Vue de dessus et en 3D de la passe à bassins d'Arzal.
Elle est composée de 9 bassins successifs reliés entre eux par des fentes verticales. Des chutes s’établissent entre les bassins et permettent de passer de la cote du plan d’eau amont à la cote de l’estuaire (la passe constitue une sorte d’escalier hydraulique). Le poisson est attiré à l’entrée de la passe par le courant, il va remonter successivement la chute aval et les différents bassins de la passe à poissons pour se retrouver à l’amont du barrage. Les paramètres hydrauliques, règnant dans la passe, conditionnent le passage des espèces migratrices. Par exemple, le courant doit être suffisant pour permettre d’attirer le poisson vers l’entrée de la passe, mais pas trop puissant pour permettre aux poissons de franchir les chutes qui s’établissent entre chaque bassin.

Vue aérienne des passes construites en 1995 et localisées en rives gauche du barrage
Ces paramètres doivent rester compris dans une gamme de valeurs permettant le franchissement des espèces que l’on désire faire passer. Ils dépendent étroitement du niveau d’eau amont et de la hauteur de chute qui s’établit en sortie de passe.
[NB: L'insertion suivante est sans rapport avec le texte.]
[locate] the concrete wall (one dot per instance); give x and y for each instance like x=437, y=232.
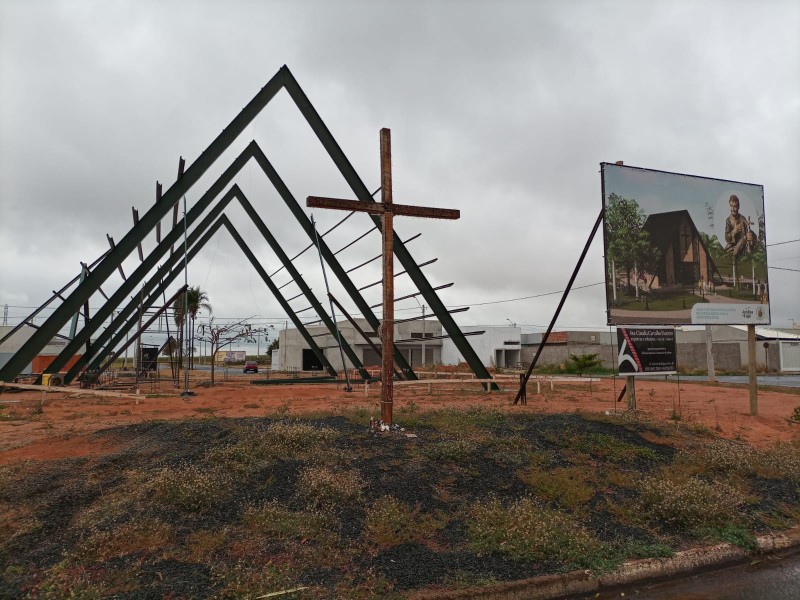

Or, le niveau aval lié à la marée, et le niveau amont lié à la gestion du plan d’eau par le barrage, sont très fluctuants. Une série de vannes gérées par un automate permet d’adapter en permanence le nombre de bassin (le nombre de marches d’escalier nécessaires pour franchir la dénivelée) et la hauteur de chute aval (la hauteur de la première marche). La mise au point de la passe a été réalisée en 1996 et a permis de caler les conditions de course, d’ouverture et de fermeture des différentes vannes en fonction du niveau de la marée. Après avoir franchi tous les bassins, les migrateurs passent devant les vitres de la station de contrôle. Ils sont filmés par un dispositif de vidéo surveillance qui garde une trace de leur passage.
Un des bassins de la passe à bassins.